With the IT industry enthusiastic about smaller machines with bigger capabilities and with the prospect of cloud computing fast becoming a reality, demand for remotely hosted reliable services
is on the rise. For the past few years, Google Apps has offered a realistic alternative to Microsoft and having achieved 99.98% uptime in the second quarter of 2011, Google Apps offers not only lower prices than Microsoft, but also a more reliable service.Rather than just competing with Microsoft on product performance and price, Google has also made itself attractive to rural telcos and small ISPs with a host of other products and services. These enable smaller businesses to offer their customers high specification and value-for-money services. Some of the services available on Google Apps allow small ISPs and rural telcos to provide their customers with email through their own unique and corporate-branded domain, as well as apps to replace traditional office suites, such as Google Docs, Talk, Sites and Voice.

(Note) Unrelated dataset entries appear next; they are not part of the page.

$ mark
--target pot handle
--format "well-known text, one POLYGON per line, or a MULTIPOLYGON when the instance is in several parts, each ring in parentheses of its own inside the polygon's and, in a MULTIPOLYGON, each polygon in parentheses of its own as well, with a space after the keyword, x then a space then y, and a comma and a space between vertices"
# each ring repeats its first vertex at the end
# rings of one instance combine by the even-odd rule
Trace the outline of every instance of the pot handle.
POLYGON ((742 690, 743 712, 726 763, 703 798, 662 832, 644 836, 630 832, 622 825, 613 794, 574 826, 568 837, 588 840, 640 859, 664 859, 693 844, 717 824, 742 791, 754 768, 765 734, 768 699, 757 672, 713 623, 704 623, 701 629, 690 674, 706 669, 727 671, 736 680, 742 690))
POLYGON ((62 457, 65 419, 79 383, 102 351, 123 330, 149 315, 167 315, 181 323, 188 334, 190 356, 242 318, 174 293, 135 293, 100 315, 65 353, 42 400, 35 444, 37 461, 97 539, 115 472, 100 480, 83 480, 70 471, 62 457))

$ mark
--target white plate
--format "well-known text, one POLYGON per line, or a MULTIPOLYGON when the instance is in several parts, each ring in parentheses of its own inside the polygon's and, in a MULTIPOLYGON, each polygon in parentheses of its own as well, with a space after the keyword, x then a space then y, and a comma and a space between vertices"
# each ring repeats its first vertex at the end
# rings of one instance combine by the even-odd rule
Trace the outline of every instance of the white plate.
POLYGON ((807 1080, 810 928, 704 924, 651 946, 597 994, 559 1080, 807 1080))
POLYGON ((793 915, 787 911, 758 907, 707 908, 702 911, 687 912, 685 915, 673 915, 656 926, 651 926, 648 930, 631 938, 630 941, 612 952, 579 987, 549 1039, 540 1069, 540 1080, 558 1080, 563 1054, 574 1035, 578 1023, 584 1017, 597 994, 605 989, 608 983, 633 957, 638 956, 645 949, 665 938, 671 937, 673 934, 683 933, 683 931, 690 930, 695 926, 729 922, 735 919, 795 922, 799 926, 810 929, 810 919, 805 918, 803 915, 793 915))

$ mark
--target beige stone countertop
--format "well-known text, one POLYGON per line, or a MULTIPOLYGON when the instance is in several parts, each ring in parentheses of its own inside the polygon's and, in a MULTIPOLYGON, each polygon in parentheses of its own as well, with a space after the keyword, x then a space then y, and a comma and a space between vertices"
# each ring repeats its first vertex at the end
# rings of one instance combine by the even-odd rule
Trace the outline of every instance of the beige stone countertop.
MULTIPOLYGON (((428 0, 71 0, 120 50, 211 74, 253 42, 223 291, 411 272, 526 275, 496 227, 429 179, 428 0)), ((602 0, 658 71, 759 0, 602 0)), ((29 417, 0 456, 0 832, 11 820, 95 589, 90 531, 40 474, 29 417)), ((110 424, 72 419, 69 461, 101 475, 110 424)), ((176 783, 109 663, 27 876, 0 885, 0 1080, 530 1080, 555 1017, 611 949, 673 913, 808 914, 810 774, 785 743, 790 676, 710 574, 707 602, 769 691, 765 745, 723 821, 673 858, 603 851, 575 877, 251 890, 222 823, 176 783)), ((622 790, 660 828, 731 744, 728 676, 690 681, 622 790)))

Small companies are often not able to work directly with Google, which is why the market for Google Apps resellers is one of the fastest-growing investment opportunities. A major reseller in the US is NeoNova, which has migrated 13 independent telco customers to Google Apps in 2011 and a total of 27 since they started selling Google products in 2010. Ikano Communications and Integrated Broadband Services LLC have also enjoyed great success by providing added-value services to clients through Google Apps.

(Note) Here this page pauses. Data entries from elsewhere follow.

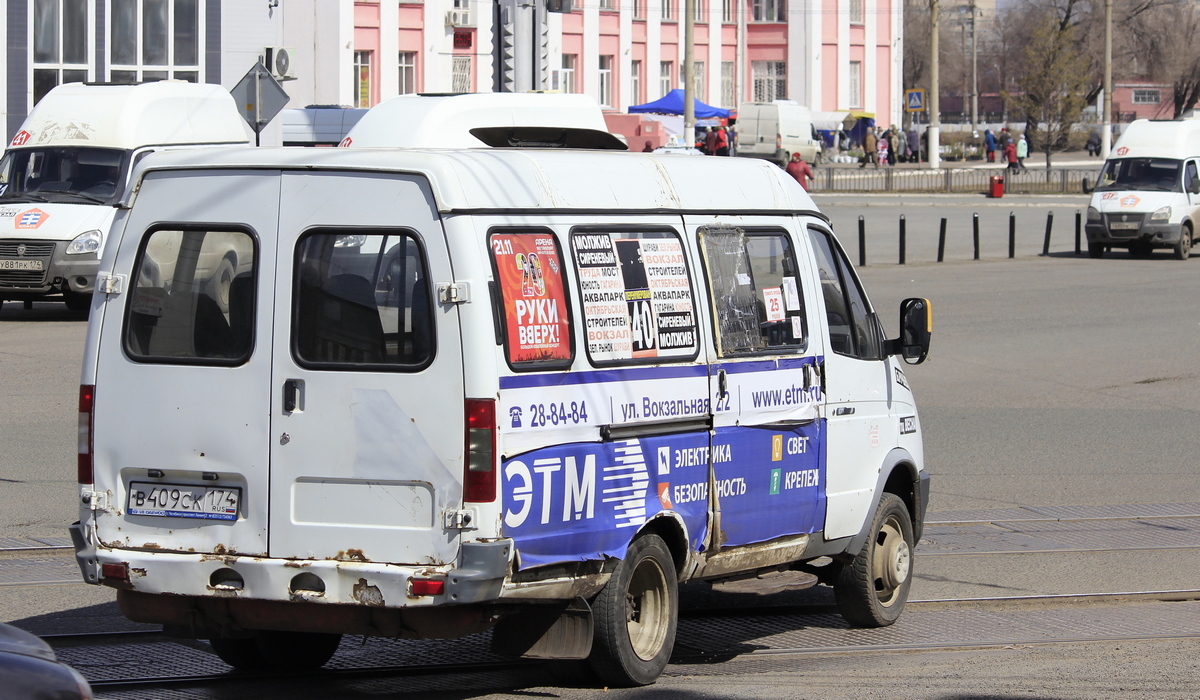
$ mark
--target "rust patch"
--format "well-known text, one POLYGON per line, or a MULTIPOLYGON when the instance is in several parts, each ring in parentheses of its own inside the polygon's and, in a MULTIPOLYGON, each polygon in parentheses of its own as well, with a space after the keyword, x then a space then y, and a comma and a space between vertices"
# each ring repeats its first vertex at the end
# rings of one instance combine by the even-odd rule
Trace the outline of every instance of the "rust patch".
POLYGON ((142 545, 142 549, 162 549, 162 546, 157 542, 147 542, 146 544, 142 545))
POLYGON ((130 578, 133 578, 134 576, 145 576, 145 575, 146 575, 145 569, 135 569, 135 568, 129 569, 129 577, 130 578))
POLYGON ((312 566, 312 562, 311 561, 296 561, 294 559, 288 559, 287 561, 283 562, 283 565, 285 567, 288 567, 291 569, 303 569, 303 568, 312 566))
POLYGON ((216 547, 213 547, 212 553, 213 554, 233 554, 233 551, 228 549, 223 544, 218 544, 216 547))
POLYGON ((347 549, 344 552, 338 552, 334 559, 338 561, 357 561, 364 564, 371 561, 367 559, 367 555, 363 554, 361 549, 347 549))
POLYGON ((358 583, 354 584, 350 597, 363 605, 383 606, 383 593, 379 592, 379 586, 368 584, 365 578, 360 578, 358 583))

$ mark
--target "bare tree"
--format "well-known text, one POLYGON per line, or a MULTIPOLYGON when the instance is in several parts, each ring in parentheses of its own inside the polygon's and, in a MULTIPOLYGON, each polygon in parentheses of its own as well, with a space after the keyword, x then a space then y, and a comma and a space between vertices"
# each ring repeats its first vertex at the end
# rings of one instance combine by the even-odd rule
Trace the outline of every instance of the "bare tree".
POLYGON ((1025 112, 1032 149, 1046 154, 1066 150, 1071 129, 1083 112, 1092 76, 1079 50, 1075 25, 1051 9, 1042 11, 1025 45, 1025 69, 1018 78, 1016 103, 1025 112))
POLYGON ((1171 84, 1172 117, 1200 100, 1200 9, 1178 0, 1126 0, 1121 7, 1122 48, 1133 75, 1171 84))

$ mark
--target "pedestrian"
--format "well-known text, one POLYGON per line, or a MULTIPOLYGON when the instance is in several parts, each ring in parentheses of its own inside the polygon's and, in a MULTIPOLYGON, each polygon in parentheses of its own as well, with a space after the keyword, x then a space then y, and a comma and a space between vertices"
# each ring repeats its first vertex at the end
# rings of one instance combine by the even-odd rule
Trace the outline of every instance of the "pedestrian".
POLYGON ((784 170, 787 171, 788 175, 796 178, 796 182, 800 183, 805 192, 808 191, 808 181, 813 178, 813 171, 808 166, 808 163, 804 162, 804 158, 799 153, 792 154, 792 159, 788 161, 787 167, 784 170))
POLYGON ((1004 144, 1004 159, 1008 161, 1008 169, 1016 172, 1017 170, 1017 142, 1012 139, 1004 144))
POLYGON ((729 155, 729 134, 723 126, 717 127, 717 155, 729 155))
POLYGON ((910 127, 908 130, 908 152, 913 162, 921 162, 921 137, 917 134, 916 127, 910 127))
POLYGON ((1100 132, 1093 131, 1092 135, 1087 140, 1087 154, 1089 156, 1100 155, 1100 132))
POLYGON ((704 153, 705 155, 717 155, 717 129, 716 127, 708 127, 708 133, 704 135, 704 153))
POLYGON ((647 141, 646 147, 642 149, 642 153, 652 153, 652 152, 654 152, 654 144, 647 141))
POLYGON ((900 130, 892 124, 888 129, 888 165, 895 165, 900 157, 900 130))
MULTIPOLYGON (((858 167, 865 168, 867 163, 875 162, 875 147, 878 142, 879 139, 875 137, 875 128, 868 127, 867 135, 863 137, 863 161, 858 167)), ((875 163, 875 167, 879 167, 879 164, 875 163)))
POLYGON ((1000 127, 999 146, 1002 153, 1008 152, 1008 142, 1012 141, 1012 135, 1008 133, 1008 127, 1000 127))
POLYGON ((992 133, 991 129, 984 129, 983 145, 984 145, 984 148, 987 150, 987 162, 995 163, 996 162, 996 135, 992 133))
POLYGON ((1025 134, 1021 134, 1021 138, 1017 139, 1017 168, 1021 172, 1025 172, 1025 159, 1029 157, 1029 142, 1025 140, 1025 134))
POLYGON ((887 139, 879 139, 879 143, 876 145, 875 148, 879 154, 879 162, 877 163, 877 165, 879 167, 883 167, 883 166, 887 165, 888 164, 888 152, 889 152, 888 140, 887 139))

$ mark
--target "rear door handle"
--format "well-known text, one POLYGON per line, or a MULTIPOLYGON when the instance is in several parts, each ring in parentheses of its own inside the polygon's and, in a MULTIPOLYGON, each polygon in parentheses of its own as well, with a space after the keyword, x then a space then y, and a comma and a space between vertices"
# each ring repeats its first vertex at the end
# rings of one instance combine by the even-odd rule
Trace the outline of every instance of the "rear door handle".
POLYGON ((304 410, 304 380, 289 379, 283 383, 283 412, 295 413, 304 410))
POLYGON ((838 406, 837 408, 833 409, 833 415, 835 416, 848 416, 852 413, 854 413, 853 406, 838 406))

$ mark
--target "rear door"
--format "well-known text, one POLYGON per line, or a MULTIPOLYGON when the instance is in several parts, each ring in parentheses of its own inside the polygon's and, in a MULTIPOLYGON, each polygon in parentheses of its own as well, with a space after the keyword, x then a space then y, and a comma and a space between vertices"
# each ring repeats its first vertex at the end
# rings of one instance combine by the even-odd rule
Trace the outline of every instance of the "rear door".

These successes have been attributed to a set of market trends that give distinct advantages to small and rural telcos and ISP companies. Given a global trend in increasing broadband connectivity for rural areas and the proposition from the UN to make internet access a human right, Google Apps that offer free web-based applications have become a profitable niche market.With the growth of the cloud-computing phenomenon, broadband providers are able to offer more innovative applications, which in turn can help them increase their revenues while also streamlining their operations. There is also a growing international demand for Google Apps, with over 30-million users currently favouring Google for their messaging and document-sharing tools. As the services are web based, apps are constantly updated, with new releases being put out every fortnight.
Google and More
For customers of Google Apps resellers, migrating to the cloud can offer more than just Google. For NeoNova customers, extended features include NovaSubscriber for account management, NovaSupport for top-quality customer support and NovaDesk for a 24-hour helpdesk solution. The company also offers security products and services and a whole host of network-management products which allow customers to manage, analyse and report on network traffic.For rural telecoms companies, the next few years are going to be vital, as they look to retain their customers and add value to their subscribers’ services. For end users, whether they connect through a wireless network, dongle
or wired broadband, the expectation is for not just high-speed broadband but for the same level of service as they would receive with the larger providers. Companies already using the Google Apps platform believe that this format enables them to provide their customers in rural locations with the same high level of services as urban users would enjoy, without the need for added investment in infrastructure.
All Sewn Up?
With the many advantages of using Google Apps and nothing of comparative quality and price being offered by Microsoft, it seems the small telcos and rural ISP markets could be rapidly sewn up. As broadband extends into more and more rural locations worldwide, many users will sign up for these applications as their main platforms, whether connecting with a mobile dongle or home-broadband service. However, as cloud computing really comes to the fore over the next few years, more software companies will bring out competitive products. Google will need to keep up with the changes to stay in the game.